Vorrei
Francesco Guccini
Vorrei
Francesco Guccini
Vorrei conoscer l’odore del tuo paese,
camminare di casa nel tuo giardino,
respirare nell’aria sale e maggese,
gli aromi della tua salvia e del rosmarino.
Vorrei che tutti gli anziani mi salutassero
parlando con me del tempo e dei giorni andati,
vorrei che gli amici tuoi tutti mi parlassero
come se amici fossimo sempre stati.
Vorrei incontrare le pietre, le strade, gli usci
e i ciuffi di parietaria attaccati ai muri,
le strisce delle lumache nei loro gusci,
capire tutti gli sguardi dietro agli scuri.
E lo vorrei perché non sono quando non ci sei
e resto solo coi pensieri miei ed io.
Vorrei con te da solo sempre viaggiare,
scoprire quello che intorno c’è da scoprire,
per raccontarti e poi farmi raccontare
il senso d’un rabbuiarsi e del tuo gioire.

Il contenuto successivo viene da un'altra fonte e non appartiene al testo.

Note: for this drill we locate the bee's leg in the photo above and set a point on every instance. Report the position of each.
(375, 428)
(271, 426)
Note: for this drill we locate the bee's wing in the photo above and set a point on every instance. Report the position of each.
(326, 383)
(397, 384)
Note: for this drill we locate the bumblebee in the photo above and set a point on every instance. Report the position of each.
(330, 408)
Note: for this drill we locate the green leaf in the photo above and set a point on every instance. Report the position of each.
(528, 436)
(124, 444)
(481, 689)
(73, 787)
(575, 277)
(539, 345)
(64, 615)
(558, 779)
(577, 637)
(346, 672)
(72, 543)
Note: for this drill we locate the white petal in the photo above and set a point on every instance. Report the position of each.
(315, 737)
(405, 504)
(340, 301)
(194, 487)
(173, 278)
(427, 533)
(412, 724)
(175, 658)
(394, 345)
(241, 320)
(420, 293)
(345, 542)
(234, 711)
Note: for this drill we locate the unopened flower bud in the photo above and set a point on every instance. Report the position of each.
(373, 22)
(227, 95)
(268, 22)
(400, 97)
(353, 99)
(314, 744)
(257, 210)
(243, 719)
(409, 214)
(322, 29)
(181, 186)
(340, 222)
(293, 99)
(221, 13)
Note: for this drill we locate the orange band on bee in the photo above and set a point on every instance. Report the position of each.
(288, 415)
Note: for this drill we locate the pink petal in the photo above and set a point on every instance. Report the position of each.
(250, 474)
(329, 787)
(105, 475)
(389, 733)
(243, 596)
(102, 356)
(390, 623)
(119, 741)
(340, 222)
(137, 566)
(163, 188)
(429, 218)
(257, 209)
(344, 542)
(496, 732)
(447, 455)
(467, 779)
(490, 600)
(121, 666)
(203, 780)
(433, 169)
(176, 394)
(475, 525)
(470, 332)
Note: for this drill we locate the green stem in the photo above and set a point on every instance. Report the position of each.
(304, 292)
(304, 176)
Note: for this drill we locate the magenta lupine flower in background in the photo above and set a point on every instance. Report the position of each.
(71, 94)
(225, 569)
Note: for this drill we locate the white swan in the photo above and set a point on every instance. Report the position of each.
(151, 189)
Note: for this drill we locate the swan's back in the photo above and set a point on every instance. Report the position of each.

Vorrei tornare nei posti dove son stato,
spiegarti di quanto tutto sia poi diverso
e per farmi da te spiegare cos’è cambiato
e quale sapore nuovo abbia l’universo.
Vedere di nuovo Istanbul o Barcellona
o il mare di una remota spiaggia cubana
o un greppe dell’Appennino dove risuona
fra gli alberi un’usata e semplice tramontana.
E lo vorrei perché non sono quando non ci sei
e resto solo coi pensieri miei ed io.
Vorrei restare per sempre in un posto solo
per ascoltare il suono del tuo parlare
e guardare stupito il lancio, la grazia, il volo
impliciti dentro al semplice tuo camminare.
E restare in silenzio al suono della tua voce
o parlare, parlare, parlare, parlarmi addosso,
dimenticando il tempo troppo veloce
o nascondere in due sciocchezze che son commosso.
Vorrei cantare il canto delle tue mani,
giocare con te un eterno gioco proibito,
che l’oggi restasse oggi senza domani
o domani potesse tendere all’infinito.
E lo vorrei perché non sono quando non ci sei
e resto solo coi pensieri miei ed io.